Ariadne Araújo é jornalista. Começou a carreira em rádio e televisão e foi repórter especial no O POVO. Vencedora de vários prêmios Esso, é autora do livro Bárbara de Alencar, da Fundação Demócrito Rocha, e coautora do Soldados da Borracha, os Heróis Esquecidos (Ed. Escrituras). Para além da forte conexão com o Ceará de nascença, ela traz na bagagem também a experiência de vida em dois países de adoção, a Bélgica, onde pós-graduou-se e morou 8 anos, e Portugal, onde atualmente estuda e reside.
Ah, Brasília, tão bela, tão verde, mas feita para carros. Em Lisboa, meninos e meninas andam sozinhos nas calçadas. Parece até um sonho, para um brasileiro. Mas os participantes do Colóquio Internacional para a Reapropriação das Cidades querem muito mais. Querem dizer de novo aos filhos: "vai, menino, brincar lá fora"
Foto: FÁBIO LIMA
Imagem ilustrativa de apoio. ParaTodosVerem: criança de costas brinca em um brinquedo giratório em um parquinho com piso emborrachado colorido. Ela usa camiseta preta, bermuda clara estampada e chinelos azuis
O sonho de vermos filhos e sobrinhos pequenos nos espaços públicos das cidades grandes, à pé ou no transporte público, nos parques ou nas ruas, sem a proteção ou vigilância de um adulto. No Brasil, essa pequena liberdade de ir e vir em segurança — aprendizado absolutamente importante para os jovens cidadãos —, parece ainda muito longe. Razão de muitas famílias migraram para a Europa, em busca dessa experiência de autonomia para os filhos, desde cedo.
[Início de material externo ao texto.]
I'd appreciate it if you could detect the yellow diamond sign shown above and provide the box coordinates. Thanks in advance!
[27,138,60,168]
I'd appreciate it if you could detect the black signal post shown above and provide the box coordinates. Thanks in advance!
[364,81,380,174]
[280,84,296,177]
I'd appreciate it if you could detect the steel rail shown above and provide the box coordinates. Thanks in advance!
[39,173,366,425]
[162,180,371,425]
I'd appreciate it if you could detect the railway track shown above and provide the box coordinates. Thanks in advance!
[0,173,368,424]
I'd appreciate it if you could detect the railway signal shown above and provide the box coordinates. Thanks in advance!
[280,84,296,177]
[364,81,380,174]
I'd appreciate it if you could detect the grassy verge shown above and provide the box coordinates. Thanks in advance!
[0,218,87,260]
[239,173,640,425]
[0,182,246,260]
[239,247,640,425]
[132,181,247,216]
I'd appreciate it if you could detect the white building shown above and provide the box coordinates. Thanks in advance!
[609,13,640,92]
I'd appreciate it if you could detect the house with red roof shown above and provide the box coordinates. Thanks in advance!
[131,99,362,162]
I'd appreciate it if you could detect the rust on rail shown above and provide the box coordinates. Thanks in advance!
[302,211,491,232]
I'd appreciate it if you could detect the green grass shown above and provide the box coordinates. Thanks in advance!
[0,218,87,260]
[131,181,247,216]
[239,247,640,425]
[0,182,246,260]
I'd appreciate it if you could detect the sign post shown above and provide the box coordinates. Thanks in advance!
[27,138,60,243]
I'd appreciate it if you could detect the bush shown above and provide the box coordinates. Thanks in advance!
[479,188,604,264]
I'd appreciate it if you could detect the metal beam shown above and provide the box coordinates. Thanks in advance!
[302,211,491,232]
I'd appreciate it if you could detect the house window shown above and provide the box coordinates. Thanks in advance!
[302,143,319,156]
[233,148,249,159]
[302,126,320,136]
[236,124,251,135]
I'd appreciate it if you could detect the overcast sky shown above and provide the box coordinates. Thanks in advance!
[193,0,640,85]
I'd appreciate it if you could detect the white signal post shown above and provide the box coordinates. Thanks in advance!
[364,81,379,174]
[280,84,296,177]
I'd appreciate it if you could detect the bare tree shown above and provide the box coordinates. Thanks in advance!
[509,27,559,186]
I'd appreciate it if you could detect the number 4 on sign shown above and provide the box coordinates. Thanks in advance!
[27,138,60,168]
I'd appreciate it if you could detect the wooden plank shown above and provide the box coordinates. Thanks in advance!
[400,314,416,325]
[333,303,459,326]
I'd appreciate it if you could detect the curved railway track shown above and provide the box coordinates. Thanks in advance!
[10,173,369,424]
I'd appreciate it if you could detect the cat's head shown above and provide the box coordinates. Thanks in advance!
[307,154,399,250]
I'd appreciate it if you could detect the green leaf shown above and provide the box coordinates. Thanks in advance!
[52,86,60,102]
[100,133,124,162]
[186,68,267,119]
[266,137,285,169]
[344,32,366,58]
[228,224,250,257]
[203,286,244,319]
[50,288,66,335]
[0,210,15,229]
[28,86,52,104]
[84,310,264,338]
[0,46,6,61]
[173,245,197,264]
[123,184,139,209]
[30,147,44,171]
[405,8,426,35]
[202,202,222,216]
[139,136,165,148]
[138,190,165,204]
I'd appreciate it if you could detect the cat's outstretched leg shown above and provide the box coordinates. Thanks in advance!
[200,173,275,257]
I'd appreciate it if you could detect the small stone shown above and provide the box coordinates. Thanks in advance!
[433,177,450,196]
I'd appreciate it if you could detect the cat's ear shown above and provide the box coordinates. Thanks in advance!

Vindo agora de uma estadia em Brasília, onde meninos e meninas transformaram-se em “gatos de apartamentos”, com saídas em turmas em shoppings ou restaurantes — posso entender perfeitamente o sentimento destes pais.
Cresci em um tempo em que minha mãe, cansada da gritaria cheia de energia dos filhos dentro de casa, gritava: “vão brincar lá fora”. E nós percorríamos a rua, atrás de bolas e arraias, em bandos, até os limites do bairro. Tudo aquilo era nosso terreno de jogos. Mas as crianças de hoje perderam a rua. A rua é dos carros e de todos os perigos.
Na Eslováquia, um grupo de urbanistas, arquitetos, sociólogos, educadores, reuniram-se para pensar nisso: como tornar as cidades mais adaptadas aos pequenos?
Para brincadeiras no espaço público, para irem e virem nos transportes públicos ou a pé, em contato com a natureza e em segurança. Ou seja, não adaptar a criança ao espaço das cidades, mas ao contrário: ter menos carros nas ruas, mais pistas de bicicleta, mais aulas no exterior das escolas.
Há já algum esforço para se voltar a este tempo. Para se tirar a criançada de dentro dos apartamentos, de uma vida trancada e vigiada e, cada vez mais, sedentária. Além de pouco comunitária.
As chamadas “ruas de colégio”, por exemplo, começam a aparecer em força nas grandes cidades, como Londres. Ruas bloqueadas para carros, mesmo nas horas de aula. O que implica em menos estresse e mais tranquilidade na chegada e na saída. Há, no entanto, quem pense em ir mais longe.
Por exemplo, abrir os recreios para os espaços das ruas. Na Suíça, os engenheiros urbanos medem a altura das placas de sinalização, nos locais de maior passagem de crianças, para a altura de um metro e vinte, em média, o que equivale a uns nove anos de idade. Na Bélgica, artistas fazem arte de rua em lugares ao alcance da vista das crianças.
A ideia geral é tirá-los de dentro de casa, ensinar-lhes o gosto perdido de serem os donos das ruas. Logo cedo mostrar-lhes que a cidade é espaço de cidadania, de afetos, de memórias e de partilha. Não apenas um simples nome do lugar de nascimento, no dever de casa.